Fronted by a dump truck, outfitted with chains and a steel V-blade plow and heavily weighted down with a load of wet earth, a convoy of three automobiles edged into the lot before the CC. The most seriously injured were ferried from the building to the vehicles and stretched out in the back seat of each. Abel insisted on driving one of the cars while the doctor worked to stabilize his daughter. The community figurehead was scattered. He needed something concrete to focus on.

The doctor fashioned a backboard from a cupboard door ripped from the kitchen and tucked folds of linen tablecloth on each side of Pelee’s head. Slowly six volunteers moved the child to the first car in line behind the truck. As they loaded the little figure into the back seat, the doctor gave the six instructions.

“Have Bobcat get in touch with University Hospital any way he can. Tell them to have IV plasma at the ready and to scrub up for surgery.
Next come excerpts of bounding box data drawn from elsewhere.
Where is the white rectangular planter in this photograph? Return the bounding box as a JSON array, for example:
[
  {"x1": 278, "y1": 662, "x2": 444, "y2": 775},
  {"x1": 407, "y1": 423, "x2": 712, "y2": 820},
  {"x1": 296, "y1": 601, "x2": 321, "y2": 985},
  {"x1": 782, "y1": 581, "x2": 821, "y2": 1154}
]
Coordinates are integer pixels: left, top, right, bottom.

Now, there are two dead inside. Remove them to the kitchen, please, clean them with care and wrap them in cloth. Strap them down to something, anything. Put the bodies in the cold foyer, please.”

Ants in a line, the vehicles threaded the narrow two-mile access lane out to Rural 7. Against the burden of ash and new snow, the plow labored at a snail’s pace. They could get to Graceville on Route 28, Max guessed, since he and a crew had slashed a single lane out through the ash to that hamlet a week earlier to gain access to Chamberlain Lumber for a load of sawdust for the town’s powerplant. But east of Graceville, the driver of the truck feared, the convoy would bog down.

In the forward car, the community physician had little to bring to bear against the grievous  wound in Pelee’s neck. Abel, glancing incessantly into the rear view mirror, watched Art Ruckelshaus raise the child’s legs and prop them up higher than the body. He covered her with his jacket and told Abel to turn up the car’s heat fully. The general practitioner applied sustained pressure to the neck wound for a minute then relaxed. This he repeated over and over in the hopes that the pressure would encourage clotting in minor blood vessels and slow the loss of blood.

“You’ve got to go faster, Abel,” the doctor ordered. “She’s losing too much blood.”